Iran, for its part, wants an end to the array of foreign economic sanctions that have finally begun to cripple its economy, beginning with a delay in a European embargo on purchases of Iranian oil that’s scheduled to begin July 1.

That’s a big, ambitious list of goals on both sides, and coming to any agreement will take time and patience. The two chief negotiators, Saeed Jalili of Iran and Catherine Ashton of the European Union, have been repeating two phrases over and over: Any agreement will be “step by step” and will be achieved on the basis of “reciprocity,” meaning each side will have to give a little.

The good news is that the Iranians appear more serious about making a deal than they have in the past. Yes, Jalili asked for an immediate suspension of new sanctions without anything in return; but when he was turned down, he returned to businesslike negotiations over the timetable and structure of the next round of talks.

It was also a good sign, U.S. and European officials said, that Jalili’s title this time was personal representative of Iran’s supreme leader, Ayatollah Ali Khamenei. In earlier negotiations, Jalili represented President Mahmoud Ahmadinejad, which allowed Khamenei to walk away from the results, as he did in 2009.
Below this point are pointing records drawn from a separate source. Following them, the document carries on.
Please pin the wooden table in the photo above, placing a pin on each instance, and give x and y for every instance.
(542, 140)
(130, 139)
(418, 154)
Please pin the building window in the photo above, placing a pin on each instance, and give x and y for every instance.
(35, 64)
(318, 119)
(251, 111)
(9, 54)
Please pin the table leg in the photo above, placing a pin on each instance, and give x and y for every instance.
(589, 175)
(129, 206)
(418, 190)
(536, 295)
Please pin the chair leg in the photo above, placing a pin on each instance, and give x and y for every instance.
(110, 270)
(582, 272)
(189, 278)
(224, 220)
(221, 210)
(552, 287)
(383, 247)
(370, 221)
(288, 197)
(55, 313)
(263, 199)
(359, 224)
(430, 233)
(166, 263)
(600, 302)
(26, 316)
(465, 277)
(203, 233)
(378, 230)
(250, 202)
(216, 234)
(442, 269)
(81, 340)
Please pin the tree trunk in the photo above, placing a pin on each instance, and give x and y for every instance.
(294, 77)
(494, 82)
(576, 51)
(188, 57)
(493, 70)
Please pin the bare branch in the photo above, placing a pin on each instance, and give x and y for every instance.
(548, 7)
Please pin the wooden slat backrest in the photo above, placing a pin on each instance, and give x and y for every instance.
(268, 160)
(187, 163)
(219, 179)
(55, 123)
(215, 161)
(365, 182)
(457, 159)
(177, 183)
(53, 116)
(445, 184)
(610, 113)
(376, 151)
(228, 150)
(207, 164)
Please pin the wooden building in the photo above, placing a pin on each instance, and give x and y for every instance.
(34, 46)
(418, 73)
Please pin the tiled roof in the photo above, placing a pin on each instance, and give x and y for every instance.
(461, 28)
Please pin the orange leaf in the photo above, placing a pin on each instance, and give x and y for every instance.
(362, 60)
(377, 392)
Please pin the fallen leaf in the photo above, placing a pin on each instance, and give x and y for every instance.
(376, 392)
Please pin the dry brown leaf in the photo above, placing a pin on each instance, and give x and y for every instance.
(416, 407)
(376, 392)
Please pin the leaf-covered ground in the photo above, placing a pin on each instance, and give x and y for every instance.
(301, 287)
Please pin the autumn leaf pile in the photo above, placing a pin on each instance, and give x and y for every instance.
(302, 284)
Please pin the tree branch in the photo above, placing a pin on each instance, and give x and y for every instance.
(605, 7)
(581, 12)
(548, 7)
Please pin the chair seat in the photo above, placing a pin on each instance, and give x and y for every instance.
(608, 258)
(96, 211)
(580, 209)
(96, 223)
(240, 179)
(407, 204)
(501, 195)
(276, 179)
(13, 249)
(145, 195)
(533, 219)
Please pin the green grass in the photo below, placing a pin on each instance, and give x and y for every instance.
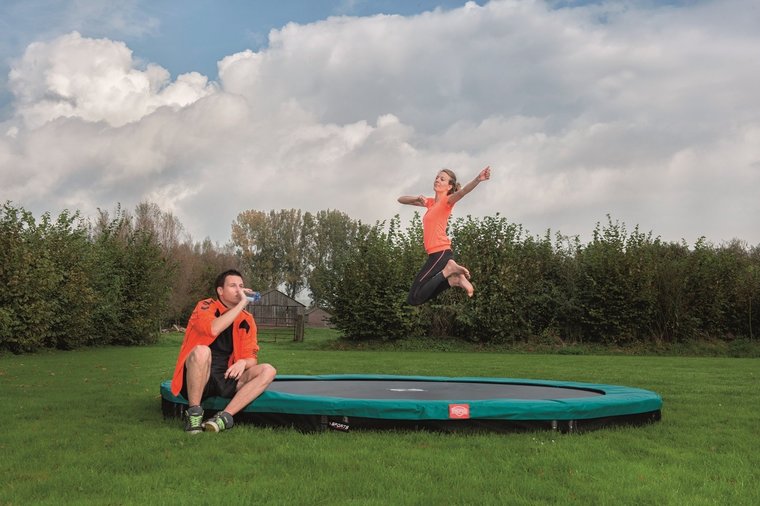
(85, 427)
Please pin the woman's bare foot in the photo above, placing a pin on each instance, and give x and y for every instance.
(452, 268)
(462, 282)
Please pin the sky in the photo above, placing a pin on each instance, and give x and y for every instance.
(644, 111)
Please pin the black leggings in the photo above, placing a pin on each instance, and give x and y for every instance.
(430, 281)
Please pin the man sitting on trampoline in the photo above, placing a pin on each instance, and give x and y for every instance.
(218, 357)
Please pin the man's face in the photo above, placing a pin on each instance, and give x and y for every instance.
(231, 292)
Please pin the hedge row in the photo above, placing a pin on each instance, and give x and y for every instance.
(66, 284)
(620, 288)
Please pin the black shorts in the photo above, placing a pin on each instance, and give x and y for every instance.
(217, 385)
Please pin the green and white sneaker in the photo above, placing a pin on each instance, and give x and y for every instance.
(193, 420)
(219, 422)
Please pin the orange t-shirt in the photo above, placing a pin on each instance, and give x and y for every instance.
(244, 343)
(434, 225)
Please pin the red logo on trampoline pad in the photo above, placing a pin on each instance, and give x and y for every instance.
(459, 411)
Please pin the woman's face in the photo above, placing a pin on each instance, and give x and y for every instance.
(442, 183)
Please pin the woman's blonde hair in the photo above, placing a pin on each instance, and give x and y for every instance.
(453, 181)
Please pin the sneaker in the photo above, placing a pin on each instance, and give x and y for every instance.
(193, 419)
(219, 422)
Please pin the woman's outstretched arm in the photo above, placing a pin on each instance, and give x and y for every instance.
(419, 200)
(484, 175)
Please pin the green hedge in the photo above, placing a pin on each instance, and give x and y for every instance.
(621, 288)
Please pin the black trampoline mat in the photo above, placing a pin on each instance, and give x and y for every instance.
(427, 390)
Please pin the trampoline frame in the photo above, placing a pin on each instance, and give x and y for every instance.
(615, 406)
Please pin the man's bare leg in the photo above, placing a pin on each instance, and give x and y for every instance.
(197, 372)
(252, 383)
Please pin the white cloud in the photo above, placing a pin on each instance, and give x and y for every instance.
(95, 80)
(648, 114)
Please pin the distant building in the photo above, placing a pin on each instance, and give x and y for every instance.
(276, 309)
(318, 317)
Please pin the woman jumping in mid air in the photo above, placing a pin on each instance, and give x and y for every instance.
(440, 270)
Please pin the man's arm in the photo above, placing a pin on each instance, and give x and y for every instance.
(222, 322)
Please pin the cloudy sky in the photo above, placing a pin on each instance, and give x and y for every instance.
(647, 111)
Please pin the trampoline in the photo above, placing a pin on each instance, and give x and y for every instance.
(345, 402)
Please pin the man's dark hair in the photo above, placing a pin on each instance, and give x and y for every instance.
(220, 279)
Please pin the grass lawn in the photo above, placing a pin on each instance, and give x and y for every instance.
(85, 427)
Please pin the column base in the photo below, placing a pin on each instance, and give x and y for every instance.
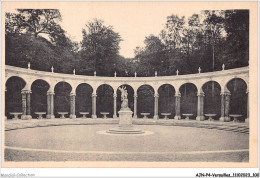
(200, 118)
(224, 119)
(114, 116)
(49, 116)
(73, 116)
(26, 117)
(177, 117)
(156, 117)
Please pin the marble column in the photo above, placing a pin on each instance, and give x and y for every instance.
(156, 98)
(50, 105)
(94, 97)
(177, 106)
(247, 113)
(135, 106)
(72, 105)
(115, 115)
(23, 104)
(200, 109)
(225, 101)
(222, 117)
(227, 106)
(5, 105)
(28, 104)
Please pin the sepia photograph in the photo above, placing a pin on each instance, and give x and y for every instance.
(148, 84)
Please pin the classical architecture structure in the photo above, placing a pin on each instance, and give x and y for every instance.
(222, 77)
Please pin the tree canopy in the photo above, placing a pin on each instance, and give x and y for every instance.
(205, 40)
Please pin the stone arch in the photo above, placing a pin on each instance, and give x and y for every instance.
(166, 102)
(189, 82)
(238, 97)
(212, 98)
(105, 94)
(46, 81)
(230, 79)
(145, 101)
(189, 99)
(13, 98)
(83, 98)
(62, 97)
(142, 84)
(39, 90)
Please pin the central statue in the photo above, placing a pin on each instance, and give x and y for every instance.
(125, 117)
(124, 105)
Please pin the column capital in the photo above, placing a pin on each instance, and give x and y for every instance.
(200, 94)
(50, 93)
(26, 91)
(72, 94)
(225, 93)
(177, 94)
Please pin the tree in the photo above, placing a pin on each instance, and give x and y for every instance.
(35, 21)
(172, 32)
(236, 25)
(26, 40)
(100, 47)
(213, 30)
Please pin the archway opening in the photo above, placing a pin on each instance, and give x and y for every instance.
(145, 101)
(166, 100)
(212, 99)
(83, 98)
(13, 96)
(105, 100)
(62, 98)
(238, 98)
(189, 99)
(39, 96)
(130, 97)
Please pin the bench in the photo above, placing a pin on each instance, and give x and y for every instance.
(16, 114)
(62, 114)
(40, 114)
(187, 116)
(104, 114)
(166, 115)
(210, 116)
(145, 114)
(84, 114)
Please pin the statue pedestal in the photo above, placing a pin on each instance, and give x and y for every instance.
(125, 124)
(125, 118)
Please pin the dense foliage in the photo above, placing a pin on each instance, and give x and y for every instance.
(205, 40)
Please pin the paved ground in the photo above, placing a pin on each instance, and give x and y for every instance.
(81, 142)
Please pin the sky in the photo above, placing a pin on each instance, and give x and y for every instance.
(133, 21)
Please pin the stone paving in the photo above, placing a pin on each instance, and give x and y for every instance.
(78, 140)
(227, 126)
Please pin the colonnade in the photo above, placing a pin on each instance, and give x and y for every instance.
(221, 77)
(225, 106)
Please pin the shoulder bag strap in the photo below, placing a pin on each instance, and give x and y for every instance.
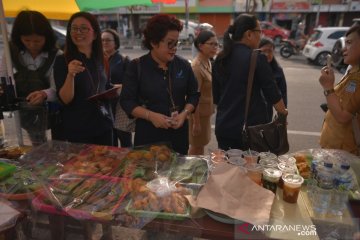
(250, 83)
(356, 130)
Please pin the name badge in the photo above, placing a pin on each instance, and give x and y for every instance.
(351, 87)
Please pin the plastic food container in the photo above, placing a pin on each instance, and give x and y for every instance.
(292, 185)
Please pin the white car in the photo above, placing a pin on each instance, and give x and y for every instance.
(189, 33)
(321, 43)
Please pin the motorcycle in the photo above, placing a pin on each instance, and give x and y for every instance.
(289, 48)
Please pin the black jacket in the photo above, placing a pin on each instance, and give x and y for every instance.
(229, 92)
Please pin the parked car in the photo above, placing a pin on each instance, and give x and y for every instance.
(337, 52)
(274, 32)
(60, 34)
(321, 43)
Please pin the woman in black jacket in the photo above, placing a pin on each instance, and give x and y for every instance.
(165, 91)
(230, 78)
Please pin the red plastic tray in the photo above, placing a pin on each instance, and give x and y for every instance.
(38, 204)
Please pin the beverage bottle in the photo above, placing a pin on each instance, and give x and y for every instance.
(343, 178)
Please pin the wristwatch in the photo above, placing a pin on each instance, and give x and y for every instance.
(328, 92)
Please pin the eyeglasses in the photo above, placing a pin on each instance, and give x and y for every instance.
(172, 43)
(81, 29)
(213, 44)
(107, 40)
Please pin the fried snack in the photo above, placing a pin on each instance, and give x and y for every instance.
(178, 203)
(148, 155)
(134, 155)
(136, 184)
(300, 158)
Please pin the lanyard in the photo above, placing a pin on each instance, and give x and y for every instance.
(169, 90)
(96, 81)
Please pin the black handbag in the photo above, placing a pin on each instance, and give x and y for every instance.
(264, 137)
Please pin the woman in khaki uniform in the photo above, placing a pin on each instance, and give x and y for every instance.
(199, 125)
(343, 100)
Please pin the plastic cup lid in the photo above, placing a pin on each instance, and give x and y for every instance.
(251, 153)
(268, 163)
(293, 180)
(272, 172)
(234, 152)
(284, 167)
(237, 161)
(267, 155)
(253, 166)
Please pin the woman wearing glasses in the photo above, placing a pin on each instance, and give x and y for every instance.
(160, 88)
(230, 77)
(80, 74)
(207, 46)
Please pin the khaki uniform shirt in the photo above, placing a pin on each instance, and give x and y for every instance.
(202, 71)
(337, 135)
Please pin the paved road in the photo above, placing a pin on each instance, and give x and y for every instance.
(304, 97)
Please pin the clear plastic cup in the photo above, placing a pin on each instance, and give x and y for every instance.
(321, 200)
(286, 159)
(234, 153)
(237, 160)
(285, 168)
(251, 156)
(270, 178)
(254, 172)
(217, 156)
(292, 185)
(338, 201)
(267, 155)
(268, 163)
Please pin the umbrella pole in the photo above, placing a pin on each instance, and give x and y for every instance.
(9, 70)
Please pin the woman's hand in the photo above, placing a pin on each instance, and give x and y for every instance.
(178, 120)
(196, 129)
(159, 120)
(327, 78)
(36, 97)
(75, 67)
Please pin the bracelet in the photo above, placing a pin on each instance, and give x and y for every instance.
(328, 92)
(187, 111)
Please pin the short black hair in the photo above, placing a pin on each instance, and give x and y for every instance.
(71, 49)
(115, 35)
(158, 26)
(354, 28)
(266, 41)
(32, 22)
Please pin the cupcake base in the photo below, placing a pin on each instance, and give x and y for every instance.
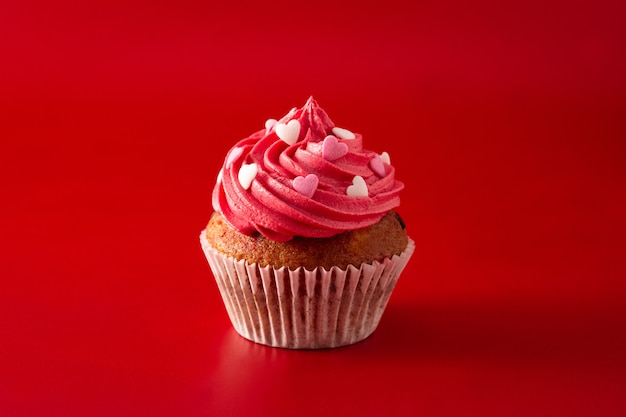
(305, 309)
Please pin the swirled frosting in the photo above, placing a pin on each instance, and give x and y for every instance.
(304, 176)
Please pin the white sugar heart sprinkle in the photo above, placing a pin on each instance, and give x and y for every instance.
(306, 185)
(342, 133)
(289, 132)
(269, 123)
(332, 149)
(246, 175)
(358, 187)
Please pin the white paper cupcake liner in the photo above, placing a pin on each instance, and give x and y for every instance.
(302, 309)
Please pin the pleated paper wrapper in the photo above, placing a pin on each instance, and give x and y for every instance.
(302, 309)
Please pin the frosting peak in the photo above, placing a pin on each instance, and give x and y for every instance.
(304, 176)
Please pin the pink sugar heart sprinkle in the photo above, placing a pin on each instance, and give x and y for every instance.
(306, 185)
(332, 149)
(377, 165)
(233, 156)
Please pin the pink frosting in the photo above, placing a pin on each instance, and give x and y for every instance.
(272, 206)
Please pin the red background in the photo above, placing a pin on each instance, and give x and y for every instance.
(505, 120)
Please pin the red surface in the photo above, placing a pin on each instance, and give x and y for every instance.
(505, 120)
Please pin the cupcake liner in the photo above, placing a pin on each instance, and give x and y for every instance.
(302, 309)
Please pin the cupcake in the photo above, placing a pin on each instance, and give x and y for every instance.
(305, 242)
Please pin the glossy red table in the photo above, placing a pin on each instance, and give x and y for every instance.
(506, 123)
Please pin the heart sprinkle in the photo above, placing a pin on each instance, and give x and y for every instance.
(289, 132)
(358, 187)
(233, 156)
(333, 149)
(247, 173)
(376, 164)
(269, 123)
(306, 185)
(343, 133)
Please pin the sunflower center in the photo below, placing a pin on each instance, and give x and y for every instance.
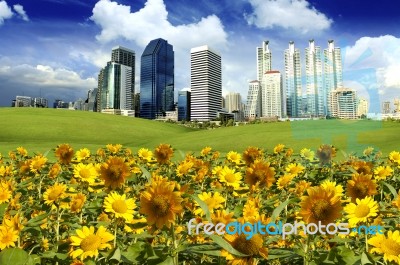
(160, 205)
(229, 177)
(119, 206)
(361, 190)
(390, 247)
(115, 171)
(84, 173)
(90, 243)
(54, 194)
(249, 247)
(362, 210)
(320, 209)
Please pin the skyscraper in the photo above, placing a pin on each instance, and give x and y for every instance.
(125, 56)
(157, 79)
(332, 72)
(206, 83)
(116, 81)
(272, 95)
(293, 81)
(314, 80)
(253, 103)
(264, 60)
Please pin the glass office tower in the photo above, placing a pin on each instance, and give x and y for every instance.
(157, 79)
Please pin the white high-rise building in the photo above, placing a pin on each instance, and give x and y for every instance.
(264, 60)
(233, 102)
(271, 94)
(253, 103)
(332, 72)
(206, 84)
(362, 107)
(344, 103)
(293, 81)
(314, 80)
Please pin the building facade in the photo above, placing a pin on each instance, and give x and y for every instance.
(264, 60)
(253, 103)
(156, 79)
(314, 80)
(333, 78)
(344, 103)
(206, 84)
(293, 81)
(184, 105)
(271, 95)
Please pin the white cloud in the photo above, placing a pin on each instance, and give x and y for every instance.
(20, 10)
(288, 14)
(382, 54)
(150, 22)
(5, 12)
(46, 76)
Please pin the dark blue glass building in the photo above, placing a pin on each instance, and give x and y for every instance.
(184, 105)
(157, 79)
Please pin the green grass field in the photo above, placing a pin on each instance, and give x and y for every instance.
(40, 130)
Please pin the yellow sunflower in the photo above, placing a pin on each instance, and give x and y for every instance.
(114, 172)
(5, 194)
(253, 248)
(64, 153)
(361, 210)
(120, 206)
(77, 202)
(382, 172)
(320, 205)
(37, 163)
(89, 243)
(145, 155)
(8, 237)
(163, 153)
(284, 181)
(388, 246)
(261, 173)
(361, 186)
(54, 170)
(82, 154)
(54, 193)
(230, 177)
(160, 203)
(234, 157)
(251, 154)
(213, 201)
(86, 172)
(22, 151)
(295, 169)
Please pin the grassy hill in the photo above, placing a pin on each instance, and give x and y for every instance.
(40, 130)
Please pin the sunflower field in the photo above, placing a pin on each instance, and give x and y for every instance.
(153, 206)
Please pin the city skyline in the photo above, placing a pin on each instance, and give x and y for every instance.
(61, 45)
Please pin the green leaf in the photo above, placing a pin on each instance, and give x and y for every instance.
(279, 209)
(203, 206)
(392, 190)
(116, 255)
(38, 220)
(146, 173)
(3, 208)
(225, 245)
(14, 256)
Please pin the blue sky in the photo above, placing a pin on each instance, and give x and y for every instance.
(55, 48)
But the best sign of all may have been the ebullient way the Iranians spun the negotiations back home in Tehran. Jalili and other officials portrayed the talks as a victory for Iranian steadfastness, and repeatedly noted Khamanei’s fatwa outlawing nuclear weapons as a sin. The deputy commander of the radical Revolutionary Guard said that “the West was forced to accept the reality that the Islamic Republic is not in pursuit of nuclear weapons,” according to the Tehran Times. And Foreign Minister Ali Akbar Salehi said he could live with a deal that halted uranium enrichment as long as Iran was assured nuclear fuel for medical isotopes.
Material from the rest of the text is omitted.